Why the Bank of Canada is optimistic, and often wrong, in its forecasts

Don’t count on these economic predictions

Adrian Wyld/CP

New Bank of Canada governor Stephen Poloz’s first policy-rate announcement last week was a largely predictable effort to stay the course set by his predecessor, Mark Carney. With little in the way of global growth expected this year, Canada’s economy is expected to remain “choppy” and interest rates will remain near historic lows. But there is one other trait Poloz inherited from Carney: a belief that things will soon get better.

The central bank predicted that Canada’s GDP will jump to 2.7 per cent next year, up from the current one per cent, as a rebound in the U.S. housing market and an end to European austerity kick-starts the global recovery.

Not everyone is buying that rosy outlook.
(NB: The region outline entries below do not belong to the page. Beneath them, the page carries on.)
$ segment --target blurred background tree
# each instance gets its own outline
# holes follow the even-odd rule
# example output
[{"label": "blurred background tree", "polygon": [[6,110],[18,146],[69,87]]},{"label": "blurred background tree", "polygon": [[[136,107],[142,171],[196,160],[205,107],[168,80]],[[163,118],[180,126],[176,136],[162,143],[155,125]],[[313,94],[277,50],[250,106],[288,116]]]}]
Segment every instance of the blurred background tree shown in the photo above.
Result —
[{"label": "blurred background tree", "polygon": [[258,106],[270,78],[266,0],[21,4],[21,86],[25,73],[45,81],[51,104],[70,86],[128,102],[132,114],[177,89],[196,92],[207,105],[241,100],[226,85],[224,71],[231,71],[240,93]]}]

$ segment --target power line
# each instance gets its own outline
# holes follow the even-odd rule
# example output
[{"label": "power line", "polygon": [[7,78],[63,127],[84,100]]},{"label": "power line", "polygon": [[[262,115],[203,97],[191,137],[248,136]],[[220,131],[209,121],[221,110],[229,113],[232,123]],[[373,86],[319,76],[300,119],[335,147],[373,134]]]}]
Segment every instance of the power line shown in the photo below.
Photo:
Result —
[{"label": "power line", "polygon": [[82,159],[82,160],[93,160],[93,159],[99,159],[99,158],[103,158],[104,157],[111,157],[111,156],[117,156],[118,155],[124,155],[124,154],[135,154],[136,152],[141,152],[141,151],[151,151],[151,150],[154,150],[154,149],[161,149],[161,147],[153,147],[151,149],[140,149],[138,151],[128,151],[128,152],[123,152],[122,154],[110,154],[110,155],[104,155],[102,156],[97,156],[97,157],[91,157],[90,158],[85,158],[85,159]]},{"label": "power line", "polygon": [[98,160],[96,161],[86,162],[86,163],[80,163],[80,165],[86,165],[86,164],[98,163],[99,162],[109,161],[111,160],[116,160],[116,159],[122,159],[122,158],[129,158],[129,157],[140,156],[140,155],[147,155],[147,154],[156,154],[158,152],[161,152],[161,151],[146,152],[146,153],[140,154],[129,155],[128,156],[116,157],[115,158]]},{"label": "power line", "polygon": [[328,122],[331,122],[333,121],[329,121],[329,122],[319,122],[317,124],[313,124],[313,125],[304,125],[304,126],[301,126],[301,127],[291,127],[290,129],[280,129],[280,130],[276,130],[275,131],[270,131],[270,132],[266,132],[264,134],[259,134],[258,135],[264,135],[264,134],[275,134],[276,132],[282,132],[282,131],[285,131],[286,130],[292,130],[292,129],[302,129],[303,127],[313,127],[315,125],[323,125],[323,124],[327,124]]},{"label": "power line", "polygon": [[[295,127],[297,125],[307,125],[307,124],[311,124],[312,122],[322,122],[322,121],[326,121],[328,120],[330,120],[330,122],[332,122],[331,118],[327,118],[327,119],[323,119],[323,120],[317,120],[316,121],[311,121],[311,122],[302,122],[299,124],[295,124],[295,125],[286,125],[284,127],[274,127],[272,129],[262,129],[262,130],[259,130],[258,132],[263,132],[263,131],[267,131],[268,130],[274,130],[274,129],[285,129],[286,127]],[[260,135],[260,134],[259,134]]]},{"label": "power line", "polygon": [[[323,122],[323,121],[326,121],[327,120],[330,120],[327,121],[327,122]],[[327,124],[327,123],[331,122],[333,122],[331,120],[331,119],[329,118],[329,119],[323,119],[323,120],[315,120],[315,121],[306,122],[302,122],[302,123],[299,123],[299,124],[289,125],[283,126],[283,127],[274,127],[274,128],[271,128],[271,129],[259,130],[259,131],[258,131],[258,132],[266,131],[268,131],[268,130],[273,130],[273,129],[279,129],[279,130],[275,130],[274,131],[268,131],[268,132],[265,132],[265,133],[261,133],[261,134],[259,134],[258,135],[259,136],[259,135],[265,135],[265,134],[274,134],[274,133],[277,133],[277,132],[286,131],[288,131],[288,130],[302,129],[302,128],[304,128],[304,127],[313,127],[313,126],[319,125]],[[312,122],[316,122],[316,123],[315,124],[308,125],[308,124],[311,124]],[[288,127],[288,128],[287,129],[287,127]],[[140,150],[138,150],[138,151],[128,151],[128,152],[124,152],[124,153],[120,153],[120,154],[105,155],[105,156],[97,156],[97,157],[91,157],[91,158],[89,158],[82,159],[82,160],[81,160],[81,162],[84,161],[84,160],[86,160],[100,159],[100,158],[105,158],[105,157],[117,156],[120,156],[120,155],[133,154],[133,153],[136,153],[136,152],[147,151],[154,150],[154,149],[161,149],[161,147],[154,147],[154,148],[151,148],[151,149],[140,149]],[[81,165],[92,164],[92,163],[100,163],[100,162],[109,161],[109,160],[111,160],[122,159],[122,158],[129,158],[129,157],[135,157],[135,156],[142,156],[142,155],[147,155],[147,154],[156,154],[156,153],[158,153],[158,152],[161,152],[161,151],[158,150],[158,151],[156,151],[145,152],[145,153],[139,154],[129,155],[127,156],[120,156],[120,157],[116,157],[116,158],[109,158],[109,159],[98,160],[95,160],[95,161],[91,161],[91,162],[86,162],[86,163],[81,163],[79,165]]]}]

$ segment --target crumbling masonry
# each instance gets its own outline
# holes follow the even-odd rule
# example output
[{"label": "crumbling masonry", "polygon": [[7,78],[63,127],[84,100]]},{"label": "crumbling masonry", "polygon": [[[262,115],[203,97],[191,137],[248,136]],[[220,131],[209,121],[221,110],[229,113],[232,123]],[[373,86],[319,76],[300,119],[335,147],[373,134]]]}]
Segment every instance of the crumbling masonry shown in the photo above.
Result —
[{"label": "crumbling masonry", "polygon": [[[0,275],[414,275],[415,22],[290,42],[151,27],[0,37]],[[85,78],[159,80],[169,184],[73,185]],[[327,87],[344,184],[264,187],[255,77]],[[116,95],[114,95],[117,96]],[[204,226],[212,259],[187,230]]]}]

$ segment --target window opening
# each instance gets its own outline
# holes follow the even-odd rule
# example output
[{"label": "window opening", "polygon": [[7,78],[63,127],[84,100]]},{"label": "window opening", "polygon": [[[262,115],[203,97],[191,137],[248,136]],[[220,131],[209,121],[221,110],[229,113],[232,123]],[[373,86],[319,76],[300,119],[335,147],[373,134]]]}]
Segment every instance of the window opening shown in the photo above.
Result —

Several private-sector economists noted last week that the bank’s economic forecasts for next year were significantly higher than their own. BMO Capital Markets chief economist Douglas Porter described the central bank as “consistently more optimistic on the growth outlook than most others.”

It wouldn’t be the first time the bank has proven overly optimistic. Back in April 2009, the bank predicted the economy would expand at a rate of 4.7 per cent in 2011. Instead, it came in at 2.6 per cent that year, as a Greek default loomed and the nuclear-reactor meltdown in Japan knocked the legs out from under the global recovery. Back then, the bank’s forecast was based on the expectation that Canadian exporters would “benefit disproportionately” from a rebound in U.S. house prices and car sales. Instead, U.S. new-home sales fell to their lowest levels ever recorded.

The bank’s early GDP forecast for 2.8 per cent growth in 2012, issued in January 2011, later proved to be well off the mark, too, due to the crisis in the eurozone. Economic signals out of Europe and the U.S. are more encouraging these days than they were back then. But with Canadian exporters still holding off on new investment (something Poloz, former head of Export Development Canada, points out in his report), it wouldn’t take much for GDP growth to disappoint. For the sake of the Canadian economy, Poloz had better hope the central bank’s got it right this time.